Chado Tea

By mong at


Chado, or Chanoyu and Ocha as the Japanese call it, is a traditional Japanese cultural activity that involves the ritualistic preparation and presentation of powdered green tea.

In the late 12th century, Eisai, a Zen monk, brought back tea seeds from his travels overseas. He began to promote the drinking of tea as both a medicine and as a stimulant for long meditation. Afterwards the consumption of tea and reutilisation in the manner of serving it was seen in temples for a long time. It was in the late 16th century that Rikya refined the concept and practice of rustic simplicity in tea ceremony.

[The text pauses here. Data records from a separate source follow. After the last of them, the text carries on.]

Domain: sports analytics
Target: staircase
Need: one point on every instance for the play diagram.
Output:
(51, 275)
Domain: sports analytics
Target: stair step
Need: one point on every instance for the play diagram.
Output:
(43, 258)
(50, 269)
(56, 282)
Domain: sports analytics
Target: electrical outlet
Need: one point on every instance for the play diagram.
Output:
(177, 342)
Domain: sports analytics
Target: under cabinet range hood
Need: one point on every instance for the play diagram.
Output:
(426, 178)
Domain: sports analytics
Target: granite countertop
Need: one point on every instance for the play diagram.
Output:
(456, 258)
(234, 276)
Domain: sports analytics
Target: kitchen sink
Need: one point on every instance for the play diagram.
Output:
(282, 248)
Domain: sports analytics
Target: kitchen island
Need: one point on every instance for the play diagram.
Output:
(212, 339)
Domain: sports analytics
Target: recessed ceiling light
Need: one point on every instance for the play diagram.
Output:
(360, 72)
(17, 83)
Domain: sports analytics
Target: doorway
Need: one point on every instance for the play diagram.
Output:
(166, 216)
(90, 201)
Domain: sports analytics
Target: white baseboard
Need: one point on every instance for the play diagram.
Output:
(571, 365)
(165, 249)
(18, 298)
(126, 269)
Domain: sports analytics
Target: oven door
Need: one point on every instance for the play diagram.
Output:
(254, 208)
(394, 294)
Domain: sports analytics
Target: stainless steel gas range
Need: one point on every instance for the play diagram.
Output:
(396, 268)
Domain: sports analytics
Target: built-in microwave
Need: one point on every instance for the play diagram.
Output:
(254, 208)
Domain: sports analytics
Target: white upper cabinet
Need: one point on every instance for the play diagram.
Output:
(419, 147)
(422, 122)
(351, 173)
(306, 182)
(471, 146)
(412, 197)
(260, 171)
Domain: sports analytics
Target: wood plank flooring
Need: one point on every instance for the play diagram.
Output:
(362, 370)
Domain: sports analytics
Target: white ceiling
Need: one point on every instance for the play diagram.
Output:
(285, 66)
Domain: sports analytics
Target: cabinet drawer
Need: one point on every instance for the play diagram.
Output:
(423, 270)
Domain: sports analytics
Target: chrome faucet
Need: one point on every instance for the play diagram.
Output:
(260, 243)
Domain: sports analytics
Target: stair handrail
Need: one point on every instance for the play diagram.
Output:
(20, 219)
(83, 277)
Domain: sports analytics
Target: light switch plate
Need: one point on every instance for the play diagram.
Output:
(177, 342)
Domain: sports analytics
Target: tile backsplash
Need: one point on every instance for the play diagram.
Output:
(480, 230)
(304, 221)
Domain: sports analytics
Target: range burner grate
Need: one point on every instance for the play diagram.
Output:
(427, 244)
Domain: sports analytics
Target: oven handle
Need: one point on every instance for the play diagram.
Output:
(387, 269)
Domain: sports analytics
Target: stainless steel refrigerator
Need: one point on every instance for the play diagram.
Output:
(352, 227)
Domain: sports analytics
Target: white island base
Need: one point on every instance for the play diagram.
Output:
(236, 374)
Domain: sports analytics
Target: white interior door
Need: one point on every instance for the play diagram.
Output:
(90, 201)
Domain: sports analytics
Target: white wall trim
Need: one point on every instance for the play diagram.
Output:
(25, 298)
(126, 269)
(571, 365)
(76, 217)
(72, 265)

Generally there were basic rules to abide by when applying Cado in everyday life.

7 Rules of Chado

1. Make a satisfying bowl of tea

2. Lay the charcoal so that the water boils efficiently

3. Provide a sense of warmth in the winter and coolness in the summer

4. Arrange the flowers as though they are in the field

5. Be ready ahead of time

6. Be prepared in case it should rain

7. Act with utmost consideration towards guests


Furthermore there are several principles of Japanese Tea Ceremony;

和 WA: Harmony - with nature as a whole

敬 KEI: Respect - for each other

静 SEI: Purity - of utensils and mind

寂 JAKU: Tranquility - with nature and mind

There are several variables in a traditional tea ceremony, but commonly the guests will wash their mouths and hands and remove their shoes before entering the room for the ceremony. Food may be served first. The host lights a charcoal fire to heat water and cleans the tea tools. Then the host mixes the powdered tea and water with a bamboo whisk. These movements are all ritualised, and to fully enter into the ceremony the guests should be paying attention. Guests sip tea from a single bowl, which is passed among them according to ritual. When to bow, when to speak, how to handle the bowl -- all follow precise forms. When participants are fully engaged, the ritual evokes great peace and great clarity, a non-dualistic consciousness and a deep intimacy with oneself and the others present.

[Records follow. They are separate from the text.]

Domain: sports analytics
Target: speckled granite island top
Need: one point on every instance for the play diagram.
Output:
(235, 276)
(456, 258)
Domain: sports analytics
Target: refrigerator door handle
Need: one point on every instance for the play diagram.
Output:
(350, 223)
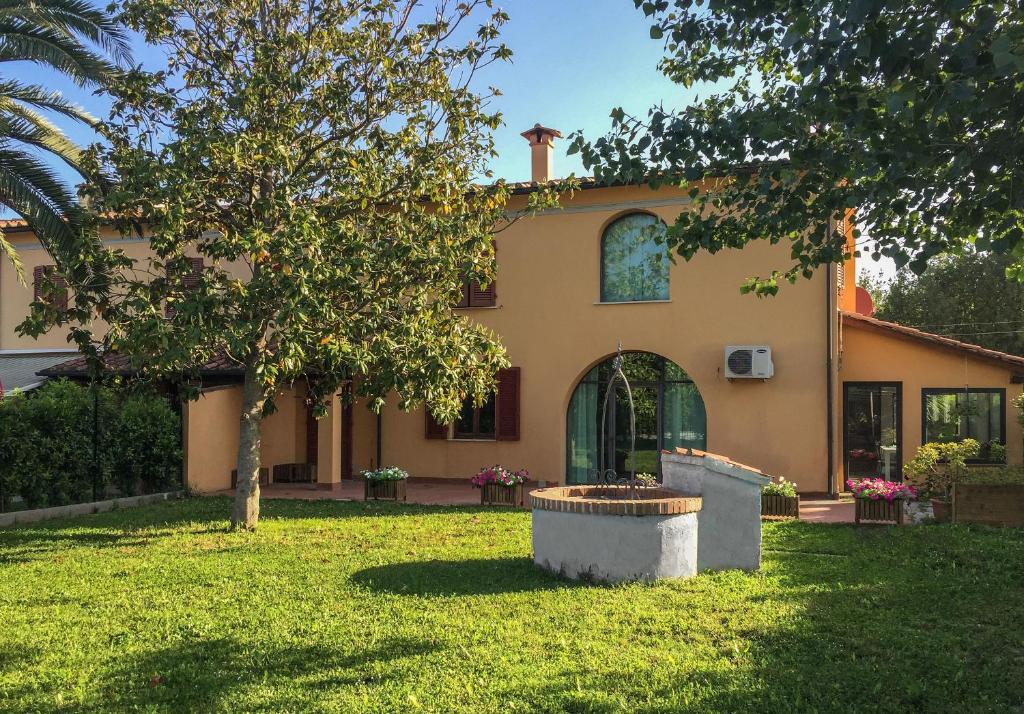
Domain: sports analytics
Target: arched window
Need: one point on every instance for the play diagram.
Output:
(634, 262)
(669, 413)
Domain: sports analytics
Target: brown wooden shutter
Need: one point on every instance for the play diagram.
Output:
(38, 274)
(433, 428)
(483, 297)
(508, 405)
(312, 435)
(192, 280)
(59, 292)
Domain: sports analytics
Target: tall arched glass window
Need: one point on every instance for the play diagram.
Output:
(669, 411)
(634, 262)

Before the tea ceremony Japanese sweets may be shared to counterbalance the anticipated bitter taste of tea. The general term for these sweets is Kashi ( 菓子). More specifically Omogashi and Higashi are just two of the types of traditional Japanese sweets found at tea ceremonies.

The entire process is not all about drinking tea, but also about preparing a bowl of tea from one’s heart. The host of the ceremony should always consider their guest with every movement and gesture. Even the placement of all tea utensils should be considered from the point of view of guests, especially the main guests called Shokyaku.

It is believed by many that Chado cannot simply be learnt from books or the Internet but must be taught from a teacher. This lesson with a teacher is known as Keiko ( 稽古).